McALLEN, Texas (Border Report) — With the number of coronavirus cases expected to rise, health officials on both sides of the Texas-Mexico border are communicating frequently, and so far there are no confirmed cases of the potentially deadly virus in Texas or northern Mexico, a top health director told Border Report on Monday.
Eduardo “Eddie” Olivarez, chief administrative officer for the Hidalgo County (Texas) Health and Human Services and member of the Task Force of Border Health, said that although there are a few cases of a less serious strain of the coronavirus in South Texas, no patients in the region have tested positive for the deadly strain that originated from Wuhan, China. That strain has killed over 80 people and sickened at least 3,000, mostly in China.
But as world health officials work to contain the virus — which manifests symptoms similar to the flu but can cause serious respiratory damage, and even death — border health officials are keeping a close eye on the situation, Olivarez said. They are particularly concerned that if a case were to occur in the border region, then the virus could easily jump the border with so many people crossing daily between the United States and Mexico.
“We work very closely with our Mexican counterparts and we’re on the phone pretty regularly on this and other illnesses. We are monitoring this very closely,” Olivarez said.
Two suspected cases of what Olivarez calls the “Wuhan strain” of the coronavirus were reported across the border from McAllen in Reynosa, Tamaulipas. But both cases turned out to be negative, he said. Another suspected case at Texas A&M University in College Station, Texas, also turned out to be negative, he said.
A positive confirmation of the virus takes 72 to 96 hours because it must be grown in a lab culture, Olivarez said. However, a negative confirmation can be obtained quicker — within 24 to 36 hours.

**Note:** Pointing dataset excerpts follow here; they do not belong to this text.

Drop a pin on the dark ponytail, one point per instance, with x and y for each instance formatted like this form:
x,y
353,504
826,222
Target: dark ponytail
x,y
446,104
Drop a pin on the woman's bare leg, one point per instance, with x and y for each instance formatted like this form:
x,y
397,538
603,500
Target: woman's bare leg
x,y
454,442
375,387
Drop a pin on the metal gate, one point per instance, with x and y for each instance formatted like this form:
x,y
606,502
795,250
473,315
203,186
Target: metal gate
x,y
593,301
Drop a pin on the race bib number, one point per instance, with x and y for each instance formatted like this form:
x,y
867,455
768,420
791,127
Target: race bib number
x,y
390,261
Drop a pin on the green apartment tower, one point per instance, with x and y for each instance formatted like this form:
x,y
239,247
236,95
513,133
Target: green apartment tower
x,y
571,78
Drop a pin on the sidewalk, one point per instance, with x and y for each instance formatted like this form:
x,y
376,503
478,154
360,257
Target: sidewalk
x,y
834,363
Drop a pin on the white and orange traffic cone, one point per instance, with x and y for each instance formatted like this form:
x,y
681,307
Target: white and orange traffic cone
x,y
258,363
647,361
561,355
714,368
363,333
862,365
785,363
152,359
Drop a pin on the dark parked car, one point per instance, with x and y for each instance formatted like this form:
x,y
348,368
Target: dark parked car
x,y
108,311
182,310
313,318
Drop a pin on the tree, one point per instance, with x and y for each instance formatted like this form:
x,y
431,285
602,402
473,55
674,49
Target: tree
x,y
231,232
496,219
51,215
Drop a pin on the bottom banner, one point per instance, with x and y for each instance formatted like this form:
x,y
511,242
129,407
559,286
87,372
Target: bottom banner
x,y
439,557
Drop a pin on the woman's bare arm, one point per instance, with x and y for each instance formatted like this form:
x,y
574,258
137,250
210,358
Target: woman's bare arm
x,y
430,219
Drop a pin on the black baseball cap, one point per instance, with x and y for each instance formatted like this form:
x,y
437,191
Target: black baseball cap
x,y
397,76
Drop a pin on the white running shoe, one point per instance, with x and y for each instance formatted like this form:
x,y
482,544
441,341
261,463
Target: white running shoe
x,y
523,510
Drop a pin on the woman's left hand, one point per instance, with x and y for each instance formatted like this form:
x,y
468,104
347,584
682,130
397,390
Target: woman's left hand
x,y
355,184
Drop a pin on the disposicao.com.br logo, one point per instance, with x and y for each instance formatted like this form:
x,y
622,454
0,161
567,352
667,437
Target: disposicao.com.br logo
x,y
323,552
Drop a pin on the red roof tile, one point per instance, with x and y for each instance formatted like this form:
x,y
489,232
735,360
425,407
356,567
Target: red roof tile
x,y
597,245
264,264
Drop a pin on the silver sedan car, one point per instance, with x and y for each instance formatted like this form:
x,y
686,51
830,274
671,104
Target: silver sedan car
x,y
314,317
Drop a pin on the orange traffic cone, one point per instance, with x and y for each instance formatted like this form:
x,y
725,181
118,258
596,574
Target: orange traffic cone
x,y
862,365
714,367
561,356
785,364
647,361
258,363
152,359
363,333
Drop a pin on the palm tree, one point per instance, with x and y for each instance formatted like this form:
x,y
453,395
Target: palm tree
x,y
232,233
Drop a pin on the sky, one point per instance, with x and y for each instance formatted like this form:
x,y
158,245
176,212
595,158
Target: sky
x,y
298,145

The few current cases of the lesser coronavirus that are reported in the region are being referred to as “co-viruses,” Olivarez said. These often show cold-like symptoms and are not considered to be a serious health hazard.

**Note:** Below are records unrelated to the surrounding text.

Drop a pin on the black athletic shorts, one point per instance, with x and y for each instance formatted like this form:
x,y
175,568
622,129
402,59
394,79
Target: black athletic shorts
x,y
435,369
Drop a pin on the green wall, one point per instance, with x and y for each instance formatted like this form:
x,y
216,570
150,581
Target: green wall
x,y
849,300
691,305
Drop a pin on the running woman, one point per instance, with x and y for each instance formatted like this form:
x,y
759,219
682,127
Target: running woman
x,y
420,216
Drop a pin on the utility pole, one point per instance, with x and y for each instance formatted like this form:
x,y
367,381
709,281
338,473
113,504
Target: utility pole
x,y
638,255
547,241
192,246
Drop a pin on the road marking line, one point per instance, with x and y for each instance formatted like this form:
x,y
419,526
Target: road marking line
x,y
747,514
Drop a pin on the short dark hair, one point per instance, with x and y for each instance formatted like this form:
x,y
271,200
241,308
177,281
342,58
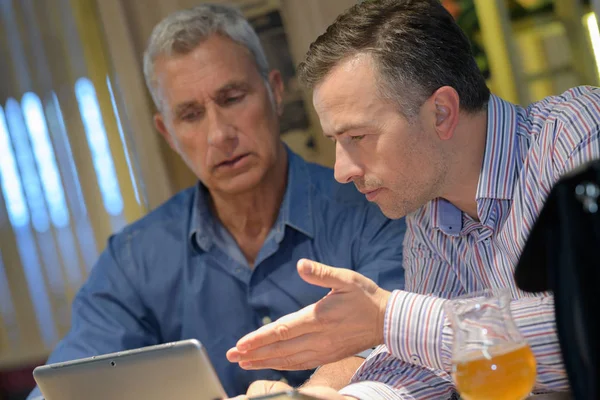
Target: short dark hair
x,y
417,48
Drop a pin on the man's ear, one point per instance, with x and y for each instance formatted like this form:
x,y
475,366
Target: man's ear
x,y
276,83
447,108
160,125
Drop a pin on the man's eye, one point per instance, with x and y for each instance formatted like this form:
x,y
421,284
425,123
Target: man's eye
x,y
191,116
233,99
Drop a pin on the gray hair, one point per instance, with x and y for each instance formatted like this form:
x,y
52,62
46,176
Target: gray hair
x,y
182,31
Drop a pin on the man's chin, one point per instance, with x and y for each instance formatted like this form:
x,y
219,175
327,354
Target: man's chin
x,y
395,212
241,183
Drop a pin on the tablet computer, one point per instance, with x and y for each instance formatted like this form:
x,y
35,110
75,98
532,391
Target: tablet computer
x,y
178,370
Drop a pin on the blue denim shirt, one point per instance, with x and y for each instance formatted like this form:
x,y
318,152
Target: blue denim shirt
x,y
178,274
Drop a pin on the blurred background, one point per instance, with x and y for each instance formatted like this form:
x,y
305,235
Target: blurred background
x,y
79,156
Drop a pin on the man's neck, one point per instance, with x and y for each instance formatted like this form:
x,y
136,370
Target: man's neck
x,y
253,213
467,160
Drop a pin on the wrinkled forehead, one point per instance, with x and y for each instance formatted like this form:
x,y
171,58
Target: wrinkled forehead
x,y
348,94
203,72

Olivarez said state health departments on the border, from Texas to California, hold weekly talks with Mexico’s health department located in Mexico City. The Secretaría de Salud de la Ciudad de México “reviews all border health issues from A to Z, which includes flu, yellow fever, dengue, Zika,” he said. Any health concerns, such as this new coronavirus strain, then would be sent to the each state’s public health emergency management offices.
In addition, Olivarez said his department has been in talks with the Department of Homeland Security and U.S. Customs and Border Protection regarding the potential spread of the coronavirus at ports of entry and within migrant detainees. The protocol plan already is in effect, he said, for cases of mumps and measles and influenza in these places.
Border Report will continue to monitor any new cases of coronavirus on the border and will update with information.